The petition will have to be allowed on the authority of the Bench decision of this court in Santhosha Nadar v. First Additional Income-tax Officer, Tuticorin.
It was contended on behalf of the respondents that after possession was taken over by the purchaser on February 7, 1962, the petitioner issued a suit notice on March 31, 1962, but failed to file a suit. It was submitted that as the petitioner had a right to agitate this question by way of a suit and as he failed to institute a suit after giving notice, this court should not interfere by issuing a writ of certiorari. This contention cannot be accepted, as the existence of an alternative remedy does not always bar the issue of a writ.

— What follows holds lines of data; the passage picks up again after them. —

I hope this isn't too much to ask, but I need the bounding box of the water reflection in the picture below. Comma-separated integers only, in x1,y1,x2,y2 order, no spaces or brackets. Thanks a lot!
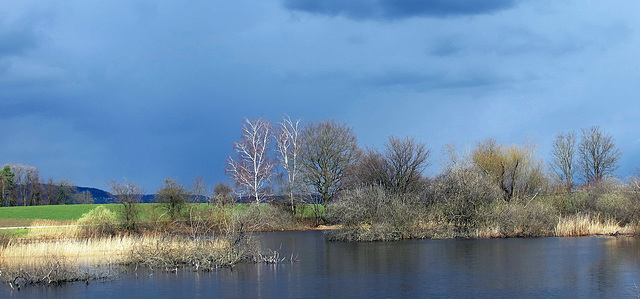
5,232,640,298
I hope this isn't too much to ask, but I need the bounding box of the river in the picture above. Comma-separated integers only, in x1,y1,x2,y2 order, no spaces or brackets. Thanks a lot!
6,230,640,298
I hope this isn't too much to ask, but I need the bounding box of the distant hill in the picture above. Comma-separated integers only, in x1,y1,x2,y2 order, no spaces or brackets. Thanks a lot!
76,186,114,204
74,187,296,204
75,186,158,204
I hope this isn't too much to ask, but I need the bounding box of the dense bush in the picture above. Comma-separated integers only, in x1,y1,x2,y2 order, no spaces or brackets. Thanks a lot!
485,200,557,237
213,183,235,205
77,205,119,237
594,193,634,224
557,178,640,225
326,186,427,241
429,167,503,232
156,178,190,221
235,204,298,231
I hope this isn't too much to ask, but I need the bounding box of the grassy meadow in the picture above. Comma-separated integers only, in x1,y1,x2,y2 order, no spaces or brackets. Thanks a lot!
0,203,323,229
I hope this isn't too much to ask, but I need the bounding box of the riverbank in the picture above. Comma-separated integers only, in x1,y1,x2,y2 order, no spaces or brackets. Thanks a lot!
0,219,635,290
5,230,640,298
1,197,639,289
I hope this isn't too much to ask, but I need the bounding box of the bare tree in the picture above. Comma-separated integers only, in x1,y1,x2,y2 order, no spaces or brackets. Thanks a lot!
345,148,388,189
441,143,464,171
44,178,58,205
6,164,38,206
191,176,209,203
300,120,359,205
275,115,303,212
346,136,430,196
72,190,95,204
578,126,622,183
227,118,275,204
550,131,577,192
108,180,144,231
384,136,431,195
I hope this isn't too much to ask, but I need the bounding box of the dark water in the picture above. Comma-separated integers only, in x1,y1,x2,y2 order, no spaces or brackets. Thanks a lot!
7,231,640,298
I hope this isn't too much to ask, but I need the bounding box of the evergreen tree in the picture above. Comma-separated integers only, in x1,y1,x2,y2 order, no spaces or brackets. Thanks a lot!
0,166,15,206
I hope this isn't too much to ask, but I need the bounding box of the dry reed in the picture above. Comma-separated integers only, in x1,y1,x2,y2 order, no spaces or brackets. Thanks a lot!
555,214,634,237
0,236,133,268
27,219,79,240
0,235,132,288
475,226,503,238
126,232,258,271
0,231,258,288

In this case it is clear that the attachment and subsequent sale by the Collector are illegal and without jurisdiction and cannot be sustained in law. It will not be appropriate at this stage to deny the relief to the petitioner on the ground that an alternative remedy is available.
Mr. V. V. Raghavan, learned counsel for the second respondent-auction purchaser, submitted that if the writ is to be allowed his rights as an innocent purchaser would be adversely affected. This result could not be avoided, as the attachment and sale could not be upheld in law. In the result the writ petition is allowed. No order as to costs.